Check out the videos below.

Hanks, self-described “celebrity canary in the coal mine” for coronavirus, appeared from what looked to be a kitchen or maybe wet bar, to explain the at-home premise, the non-live approach and the absence of audience reactions. “Is it going to look a little different? Yes,” Hanks said in what proved an understatement.

From there, Pete Davidson contributed the first of his two for-laughs rap songs, apparently from his native Staten Island, neither of which offered any more or less than what you’d imagine. Kate McKinnon offered up her Ruth Bader Ginsburg impression for a faux-workout session that had the Justice using double-A batteries as dumbbells.

Next came the inevitable corporate Zoom meeting parody, with Mikey Day as a supervisor walking his staffers through the remote process, and Aidy Bryant and McKinnon as the office receptionists who just didn’t get it (Bryant’s character taking the laptop into the bathroom, and McKinnon’s breaking down in tears while describing the gross measures taken in desperation for toilet paper).

Perhaps most disappointing, though, was Weekend Update, with Colin Jost (from a really tasteful, amber-hued  living room, acoustic guitar placed just so on a brown leather sofa) and Michael Che (framed football jerseys on man cave walls) reading jokes from their computer screens, few landing. Jost thanked Bernie Sanders for providing comedians with four to eight years of Trump or Biden jokes, while Che fretted over the outsized impact of the coronavirus pandemic on African-American communities.


“Once Trump starts calling it The Harlem Virus we ain’t never going to get a cure,” he said. Not exactly a bad joke, but torpedoed nonetheless by someone’s inexplicable decision to have each quip met by the canned, lackluster chuckles of what sounded like three, maybe four people. The unintentional result was the human equivalent of crickets chirping (which is more than Che’s Harvey Weinstein-in-the-prison-showers joke deserved).

The same response greeted an audio-only phone-in from Alec Baldwin as Donald Trump, who claimed the claps and cheers coming from New Yorkers’ windows at 7 p.m. every evening were for him, not hospital workers. Oh, and “Carole Baskin definitely fed her husband to the tigers.”
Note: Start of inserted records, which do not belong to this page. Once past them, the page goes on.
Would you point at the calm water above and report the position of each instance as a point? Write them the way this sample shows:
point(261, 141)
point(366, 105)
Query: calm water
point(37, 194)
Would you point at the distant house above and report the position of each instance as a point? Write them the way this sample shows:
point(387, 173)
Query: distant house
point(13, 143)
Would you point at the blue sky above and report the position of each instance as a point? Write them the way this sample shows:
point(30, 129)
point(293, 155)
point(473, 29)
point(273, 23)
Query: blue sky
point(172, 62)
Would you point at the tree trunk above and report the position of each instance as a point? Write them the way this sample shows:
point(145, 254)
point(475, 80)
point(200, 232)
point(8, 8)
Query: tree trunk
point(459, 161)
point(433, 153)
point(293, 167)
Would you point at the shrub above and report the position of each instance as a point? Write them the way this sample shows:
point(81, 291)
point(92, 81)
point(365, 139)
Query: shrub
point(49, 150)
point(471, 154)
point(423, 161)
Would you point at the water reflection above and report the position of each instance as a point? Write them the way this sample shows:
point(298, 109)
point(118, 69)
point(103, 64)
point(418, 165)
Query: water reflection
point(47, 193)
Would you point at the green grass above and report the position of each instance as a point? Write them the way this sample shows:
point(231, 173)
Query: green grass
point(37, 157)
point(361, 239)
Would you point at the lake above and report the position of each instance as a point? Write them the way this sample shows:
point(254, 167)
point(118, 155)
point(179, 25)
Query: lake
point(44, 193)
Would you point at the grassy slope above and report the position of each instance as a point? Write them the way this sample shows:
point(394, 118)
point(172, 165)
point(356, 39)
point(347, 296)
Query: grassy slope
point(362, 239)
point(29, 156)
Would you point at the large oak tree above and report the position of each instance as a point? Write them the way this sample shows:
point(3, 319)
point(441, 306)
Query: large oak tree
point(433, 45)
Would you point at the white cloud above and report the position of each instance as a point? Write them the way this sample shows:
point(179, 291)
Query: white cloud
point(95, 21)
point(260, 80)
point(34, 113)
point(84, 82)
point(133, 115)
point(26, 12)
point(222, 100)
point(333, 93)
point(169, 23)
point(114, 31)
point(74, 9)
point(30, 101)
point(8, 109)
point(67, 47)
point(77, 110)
Che addressed the death of his grandmother from COVID-19 this week by telling Jost how much she loved Update’s periodic “joke swap” routine, in which Jost is forced to read an offensive, usually racist joke. Jost complied, though Che got the last word by admitting his grandmother never watched the show. Che did offer a nice tribute, though, by signing off as “Martha’s Grandbaby.”

The rest of the show trudged on, with Beck Bennett hosting a remote dating show in which desperate quarantined women deprived of physical contact settled for various losers (played by Pete Davidson, Mikey Day and Kenan Thompson), and Chloe Fineman impersonating Timothée Chalamet and Tiger King’s Carole Baskin as online acting teachers. There was an animated Middle-Aged Mutant Ninja Turtles short that worked well without an audience, Larry David as Bernie Sanders (“I finally have the time to at last finish that heart attack from October”) and Alex Moffat doing a funny Sky Sports parody.

Musical guest was Chris Martin, with acoustic guitar, doing an appropriately sweet rendition of Bob Dylan’s “Shelter From The Storm,” and a tribute from past and current cast members to Hal Wilner, the show’s longtime sketch music producer who died this week from COVID-19 complications. With no fewer than two tributes to casualties of the pandemic making clear just how devastating this spring has been, SNL‘s at-home edition certainly had its work cut out for it, and there’s something to be said for trying.